The herpes simplex 1 virus tends to be the more widespread of the two virus types and is typically responsible for facial herpes infections. Cold sores, also referred to as fever blisters, are usually the most common symptom of a facial herpes infection. The sores are swollen, red blisters that generally appear on the lips or the outer skin of the mouth. The blisters tend to burst and leak clear fluid before drying up and healing usually within two to three weeks. Other symptoms of facial herpes include sore throat, fever, swollen glands, or pain around the mouth.
Genital herpes is a sexually transmitted disease that is most often caused by the herpes simplex 2 virus. In rarer cases, genital herpes can be caused by herpes simplex 1. The symptoms of herpes can manifest as red blisters or sores on or around the genitals, which dry up and heal in the same manner as oral cold sores. Genital herpes can affect any areas of the genitalia, including the vagina, labia, penis, or scrotum; however, it can also affect surrounding areas, especially the anus, buttocks, and upper thighs.
Some people do not show any major symptoms of herpes. They may have slight patches of red skin around the genitals or very small sores that resemble ingrown hairs or pimples. People with herpes around the buttocks or anus may notice bumps or pain that they may mistake for hemorrhoids. Herpes sores inside the urethra can result in difficulty or pain while urinating. Women with genital herpes may notice increased vaginal itching.
Since herpes is a virus, there is no cure; therefore, the symptoms of herpes may heal and then reappear over time.
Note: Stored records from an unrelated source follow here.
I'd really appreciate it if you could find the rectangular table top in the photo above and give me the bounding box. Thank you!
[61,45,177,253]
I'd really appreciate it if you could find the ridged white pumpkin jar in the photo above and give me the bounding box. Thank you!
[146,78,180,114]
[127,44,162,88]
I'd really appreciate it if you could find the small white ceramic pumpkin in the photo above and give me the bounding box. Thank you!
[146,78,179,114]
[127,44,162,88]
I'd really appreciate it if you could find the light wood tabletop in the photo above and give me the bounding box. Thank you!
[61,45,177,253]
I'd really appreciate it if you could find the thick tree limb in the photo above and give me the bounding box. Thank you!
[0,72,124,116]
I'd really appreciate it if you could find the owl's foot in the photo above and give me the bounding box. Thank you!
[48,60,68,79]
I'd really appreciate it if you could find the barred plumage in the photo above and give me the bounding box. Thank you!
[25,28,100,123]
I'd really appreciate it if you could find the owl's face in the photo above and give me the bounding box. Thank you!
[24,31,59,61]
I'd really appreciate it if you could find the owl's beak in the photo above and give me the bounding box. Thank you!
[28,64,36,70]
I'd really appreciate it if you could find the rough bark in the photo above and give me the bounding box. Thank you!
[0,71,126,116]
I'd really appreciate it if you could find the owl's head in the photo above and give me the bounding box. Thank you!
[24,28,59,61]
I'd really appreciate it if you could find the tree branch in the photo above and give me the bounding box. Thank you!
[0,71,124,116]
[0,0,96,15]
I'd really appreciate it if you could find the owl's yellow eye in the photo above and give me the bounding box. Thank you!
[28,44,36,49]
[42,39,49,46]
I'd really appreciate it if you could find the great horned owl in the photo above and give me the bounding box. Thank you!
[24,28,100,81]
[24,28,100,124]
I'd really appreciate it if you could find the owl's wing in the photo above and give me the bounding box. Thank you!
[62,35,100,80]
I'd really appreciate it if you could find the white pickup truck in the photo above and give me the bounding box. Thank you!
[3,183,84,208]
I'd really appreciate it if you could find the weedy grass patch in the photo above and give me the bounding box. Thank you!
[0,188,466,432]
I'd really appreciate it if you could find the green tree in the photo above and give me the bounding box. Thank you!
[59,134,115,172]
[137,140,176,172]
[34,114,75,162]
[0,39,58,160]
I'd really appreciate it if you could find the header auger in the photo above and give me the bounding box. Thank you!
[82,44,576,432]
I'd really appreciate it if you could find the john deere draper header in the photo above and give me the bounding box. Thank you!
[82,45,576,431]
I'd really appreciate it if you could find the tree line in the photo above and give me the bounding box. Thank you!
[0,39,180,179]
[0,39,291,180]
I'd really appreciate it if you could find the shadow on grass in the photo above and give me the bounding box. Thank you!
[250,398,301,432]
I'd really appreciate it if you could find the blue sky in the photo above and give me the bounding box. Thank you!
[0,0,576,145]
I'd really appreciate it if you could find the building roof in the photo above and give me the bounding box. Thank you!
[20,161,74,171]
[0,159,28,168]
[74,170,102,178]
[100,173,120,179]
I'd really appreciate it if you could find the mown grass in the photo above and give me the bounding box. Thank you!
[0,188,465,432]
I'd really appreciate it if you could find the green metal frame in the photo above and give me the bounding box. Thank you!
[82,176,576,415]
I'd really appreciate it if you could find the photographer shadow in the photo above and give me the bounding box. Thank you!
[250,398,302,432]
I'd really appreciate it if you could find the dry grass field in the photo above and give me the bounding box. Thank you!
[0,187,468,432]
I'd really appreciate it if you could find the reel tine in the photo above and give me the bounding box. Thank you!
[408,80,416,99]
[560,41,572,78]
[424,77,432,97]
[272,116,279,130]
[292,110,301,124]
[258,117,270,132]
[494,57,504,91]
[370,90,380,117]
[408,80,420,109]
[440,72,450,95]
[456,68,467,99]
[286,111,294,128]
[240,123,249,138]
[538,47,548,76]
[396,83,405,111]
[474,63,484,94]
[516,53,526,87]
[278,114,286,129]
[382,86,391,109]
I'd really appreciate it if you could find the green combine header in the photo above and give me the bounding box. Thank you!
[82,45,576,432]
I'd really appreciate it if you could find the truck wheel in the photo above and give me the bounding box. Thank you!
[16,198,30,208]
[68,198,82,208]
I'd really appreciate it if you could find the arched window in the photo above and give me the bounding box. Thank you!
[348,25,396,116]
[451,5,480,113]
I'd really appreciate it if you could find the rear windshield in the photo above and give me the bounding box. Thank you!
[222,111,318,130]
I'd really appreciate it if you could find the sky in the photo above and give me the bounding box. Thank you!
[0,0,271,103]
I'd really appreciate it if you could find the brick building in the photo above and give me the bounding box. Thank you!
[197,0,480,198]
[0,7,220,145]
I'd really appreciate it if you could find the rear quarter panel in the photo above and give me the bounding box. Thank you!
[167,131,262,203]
The reappearance of herpes, referred to as outbreaks, tend to have milder symptoms because the sufferer’s immune system becomes used to the virus. Sores and blisters tend to be one of the most noticeable symptoms of herpes of both the facial and genital varieties. Other symptoms that may continually occur are fever, headache, sensitivity to light, swollen glands, or sore throat.
Some cases of herpes outbreaks are extremely mild and show few visible symptoms. Some people with the virus experience physical sensations, referred to as prodrome, that can serve as a forewarning of an outbreak. Prodrome symptoms include tingling in the previously affected areas, leg pain, and back pain.